Mais avec le boom des cryptomonnaies fin 2017, dont le bitcoin constitue l’exemple le plus connu, le nombre de mineurs s’est multiplié, accentuant la concurrence.

Pour fonctionner, de nombreuses monnaies virtuelles ont besoin de machines connectées au réseau. Afin d’encourager les vocations, de nouvelles unités de cryptomonnaies sont émises pour récompenser les mineurs. Mais plus ces derniers sont nombreux et plus la part reçue est faible.

Puissance de calcul triplée

«Nos clients ne reçoivent pas ce qu’ils espéraient», a reconnu dans une note de blog mi-août Genesis Mining, une entreprise qui loue de la puissance de calcul.

Elle souligne «une tendance baissière» sur les cours et «une augmentation importante de la difficulté (de minage) depuis avril-mai».

L’effondrement du bitcoin, qui a perdu les deux tiers de sa valeur depuis décembre et entraîné de nombreuses autres cryptomonnaies dans son sillage, n’a en effet pas découragé les mineurs.

Au contraire, selon le site bitinfocharts, la puissance dédiée au minage de bitcoins a plus que triplé depuis l’époque où les cours ont atteint leur plafond et la tendance semble se poursuivre. Lundi, une «ferme» composée de plus de 3000 unités de minage a été inaugurée en Russie.

Résultat, la profitabilité s’effondre. Mi-décembre, l’unité de référence pour la puissance de calcul, le THash/seconde, permettait de miner l’équivalent de 3,84 dollars en une journée, contre seulement 25 cents désormais.

Face à ce constat, Genesis Mining a proposé à ses clients de louer du matériel plus récent à prix réduit pour diviser par deux leurs frais de maintenance. Une proposition froidement accueillie.

«Ce n’est pas juste ! Vos premiers utilisateurs vous ont permis d’être là où vous en êtes aujourd’hui. Donnez nous une extension gratuite, nous le méritons et vous le savez», a réagi un client sur Twitter.

Électricité bon marché

Car miner peut coûter cher. Par exemple, l’Antminer S9, un appareil de minage dédié au bitcoin, vaut plus de 600 euros et consomme 1.600 euros d’électricité par an.

Les particuliers, qui se concentrent généralement sur d’autres monnaies virtuelles plus simples et plus accessibles que le bitcoin, préfèrent les cartes graphiques, moins gourmandes.

À ce sujet, Philippe Vanbaelinghem, mineur depuis bientôt un an, bénéficie d’un «énorme avantage». Il bénéficie de tarifs d’électricité réduits, ce qui lui permet de réduire sa facture de 80 euros par mois et de tirer 140 euros de gains mensuels de son activité de cryptomineur.

«Tout le monde n’est pas égal là-dessus», reconnaît-il en soulignant qu’à l’époque son investissement de départ aurait quand même été rentabilisé aux tarifs classiques, mais pas aux cours actuels.
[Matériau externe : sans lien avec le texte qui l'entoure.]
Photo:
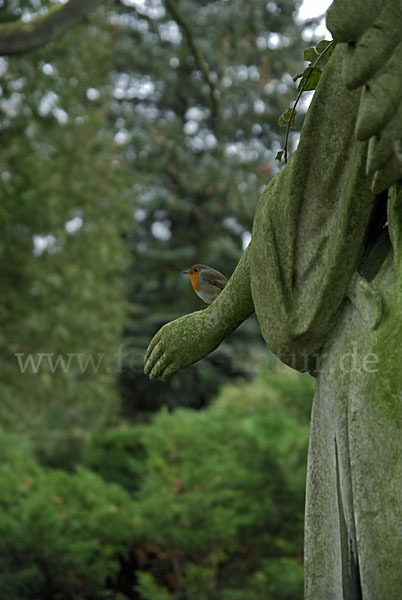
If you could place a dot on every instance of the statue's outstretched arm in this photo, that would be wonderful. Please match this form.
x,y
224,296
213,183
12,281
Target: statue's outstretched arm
x,y
188,339
372,30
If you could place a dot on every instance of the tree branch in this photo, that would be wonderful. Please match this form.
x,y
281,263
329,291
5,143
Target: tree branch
x,y
199,59
16,38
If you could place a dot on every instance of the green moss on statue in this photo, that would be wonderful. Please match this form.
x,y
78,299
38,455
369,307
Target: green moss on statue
x,y
326,284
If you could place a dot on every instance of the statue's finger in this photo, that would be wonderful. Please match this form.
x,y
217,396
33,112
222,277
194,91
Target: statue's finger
x,y
153,358
152,345
159,367
169,371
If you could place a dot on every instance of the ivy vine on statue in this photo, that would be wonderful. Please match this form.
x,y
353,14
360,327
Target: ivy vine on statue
x,y
324,274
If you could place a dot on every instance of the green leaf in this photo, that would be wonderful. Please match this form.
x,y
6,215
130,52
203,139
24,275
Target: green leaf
x,y
322,45
296,77
310,54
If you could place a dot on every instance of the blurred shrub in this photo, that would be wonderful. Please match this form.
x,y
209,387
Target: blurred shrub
x,y
196,505
61,534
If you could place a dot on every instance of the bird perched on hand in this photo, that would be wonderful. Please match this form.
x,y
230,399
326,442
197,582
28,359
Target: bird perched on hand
x,y
207,283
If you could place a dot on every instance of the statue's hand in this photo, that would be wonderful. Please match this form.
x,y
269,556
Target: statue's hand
x,y
181,343
373,59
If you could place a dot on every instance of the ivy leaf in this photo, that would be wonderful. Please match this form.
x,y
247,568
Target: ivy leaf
x,y
286,116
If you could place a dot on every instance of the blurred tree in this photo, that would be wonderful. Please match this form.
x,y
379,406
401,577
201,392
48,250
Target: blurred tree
x,y
199,87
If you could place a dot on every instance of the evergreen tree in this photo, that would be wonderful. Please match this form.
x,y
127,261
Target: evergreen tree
x,y
63,211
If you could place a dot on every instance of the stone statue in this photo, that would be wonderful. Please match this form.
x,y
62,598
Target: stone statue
x,y
323,273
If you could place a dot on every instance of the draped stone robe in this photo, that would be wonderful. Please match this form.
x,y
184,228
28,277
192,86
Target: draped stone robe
x,y
326,279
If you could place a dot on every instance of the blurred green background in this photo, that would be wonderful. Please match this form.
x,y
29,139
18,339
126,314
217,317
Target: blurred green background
x,y
132,147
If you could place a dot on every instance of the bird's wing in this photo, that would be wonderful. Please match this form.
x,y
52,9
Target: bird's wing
x,y
214,278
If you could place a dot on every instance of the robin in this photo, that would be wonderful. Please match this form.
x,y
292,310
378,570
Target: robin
x,y
207,283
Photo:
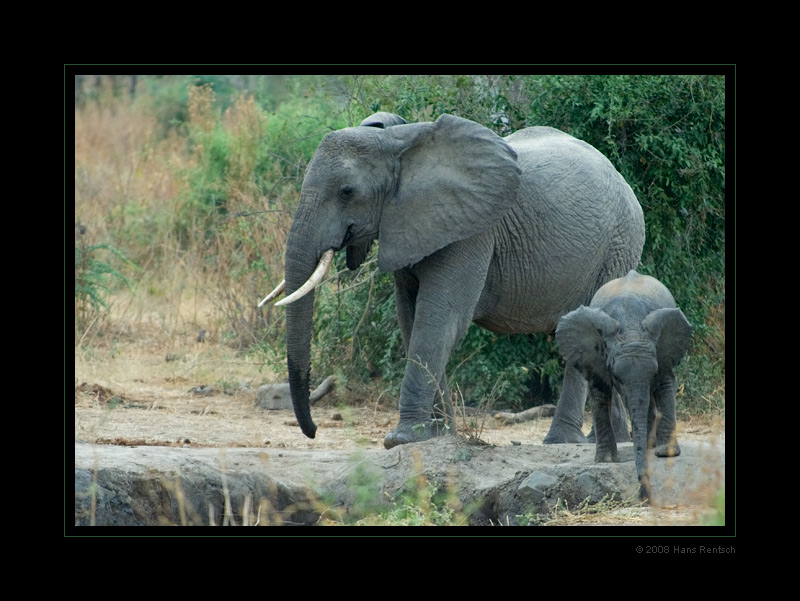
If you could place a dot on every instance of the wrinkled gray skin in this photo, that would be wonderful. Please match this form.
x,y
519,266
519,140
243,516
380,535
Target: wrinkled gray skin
x,y
627,342
511,233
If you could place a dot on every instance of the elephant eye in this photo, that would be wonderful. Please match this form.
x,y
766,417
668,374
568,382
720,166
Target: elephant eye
x,y
346,192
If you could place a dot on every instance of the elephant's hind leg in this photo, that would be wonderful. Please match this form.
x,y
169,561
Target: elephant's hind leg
x,y
666,442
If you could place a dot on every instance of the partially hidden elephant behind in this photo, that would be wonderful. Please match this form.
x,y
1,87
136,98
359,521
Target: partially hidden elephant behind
x,y
511,233
627,342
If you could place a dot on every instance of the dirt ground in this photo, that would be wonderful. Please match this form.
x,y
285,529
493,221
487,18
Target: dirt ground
x,y
131,395
203,395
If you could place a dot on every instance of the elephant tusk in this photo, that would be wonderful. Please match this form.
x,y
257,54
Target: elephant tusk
x,y
312,282
274,294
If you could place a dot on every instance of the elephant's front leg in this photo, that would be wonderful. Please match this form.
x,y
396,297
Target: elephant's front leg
x,y
568,419
450,283
664,389
601,396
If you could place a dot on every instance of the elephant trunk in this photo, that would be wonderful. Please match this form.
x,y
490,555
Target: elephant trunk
x,y
639,405
300,265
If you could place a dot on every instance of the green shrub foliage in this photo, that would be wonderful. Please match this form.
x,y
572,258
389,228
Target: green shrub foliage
x,y
235,150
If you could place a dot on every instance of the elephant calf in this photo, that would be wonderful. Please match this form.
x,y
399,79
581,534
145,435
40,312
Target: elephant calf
x,y
628,340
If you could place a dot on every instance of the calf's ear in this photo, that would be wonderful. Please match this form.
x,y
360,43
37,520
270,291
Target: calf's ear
x,y
671,333
581,336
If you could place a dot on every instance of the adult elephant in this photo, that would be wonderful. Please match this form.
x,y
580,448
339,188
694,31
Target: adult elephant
x,y
511,233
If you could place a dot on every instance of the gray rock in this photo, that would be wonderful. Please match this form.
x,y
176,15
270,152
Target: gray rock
x,y
125,486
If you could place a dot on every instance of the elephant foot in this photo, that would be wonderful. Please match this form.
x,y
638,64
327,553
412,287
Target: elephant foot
x,y
606,454
668,450
406,433
563,433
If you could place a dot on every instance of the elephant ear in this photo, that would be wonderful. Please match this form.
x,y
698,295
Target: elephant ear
x,y
671,333
455,179
383,120
581,336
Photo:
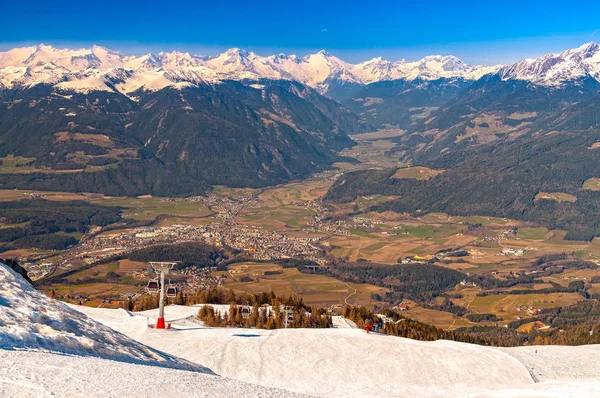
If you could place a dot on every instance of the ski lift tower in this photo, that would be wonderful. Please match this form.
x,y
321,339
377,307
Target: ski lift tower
x,y
288,311
162,268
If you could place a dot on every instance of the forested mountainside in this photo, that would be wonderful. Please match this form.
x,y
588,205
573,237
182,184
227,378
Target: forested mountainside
x,y
403,103
510,180
178,140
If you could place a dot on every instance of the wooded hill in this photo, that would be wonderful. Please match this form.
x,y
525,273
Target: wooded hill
x,y
500,180
170,142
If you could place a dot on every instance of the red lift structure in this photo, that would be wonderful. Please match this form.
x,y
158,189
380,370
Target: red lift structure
x,y
162,268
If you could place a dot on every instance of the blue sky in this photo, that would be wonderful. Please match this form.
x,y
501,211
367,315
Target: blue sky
x,y
476,31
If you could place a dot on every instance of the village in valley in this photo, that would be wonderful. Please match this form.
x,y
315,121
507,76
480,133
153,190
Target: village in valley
x,y
264,228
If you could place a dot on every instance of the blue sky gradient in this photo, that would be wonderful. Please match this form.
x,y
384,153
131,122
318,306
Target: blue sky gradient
x,y
476,31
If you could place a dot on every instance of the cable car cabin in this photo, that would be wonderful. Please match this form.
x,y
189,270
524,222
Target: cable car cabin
x,y
153,286
171,291
245,312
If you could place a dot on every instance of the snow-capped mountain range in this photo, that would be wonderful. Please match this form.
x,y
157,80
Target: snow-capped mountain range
x,y
99,68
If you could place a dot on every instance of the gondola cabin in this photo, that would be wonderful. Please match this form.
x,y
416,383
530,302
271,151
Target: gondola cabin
x,y
171,291
153,286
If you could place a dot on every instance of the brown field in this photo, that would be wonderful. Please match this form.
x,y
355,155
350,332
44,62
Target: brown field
x,y
316,290
418,173
440,319
556,196
504,305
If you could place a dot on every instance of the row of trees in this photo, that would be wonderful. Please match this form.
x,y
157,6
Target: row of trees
x,y
395,324
263,310
264,317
Ali, locataire, paie des charges fixes incluant l’électricité. Une situation qui ne le dérange pas: en un an et demi, il n’a reçu aucune plainte de son bailleur.

À la consommation électrique, il faut ajouter les risques de panne, l’entretien et les heures passées à se renseigner et à optimiser son installation pour, au final, espérer profiter d’un regain d’intérêt pour les cryptomonnaies.

«En tant que fervents croyants (…), nous sommes certains que le marché rebondira bientôt», a d’ailleurs soutenu Genesis Mining.

Comme beaucoup, Ali et Philippe ont intégré une part de spéculation dans leur modèle d’activité, conservant les cryptomonnaies minées au lieu de les revendre immédiatement.

Si tout se passe comme prévu, Ali ambitionne d’arrêter de travailler d’ici quatre ou cinq ans, pour vivre de ses gains. Même si avec les cryptos, «il faut s’attendre à tout», précise le jeune homme de 25 ans.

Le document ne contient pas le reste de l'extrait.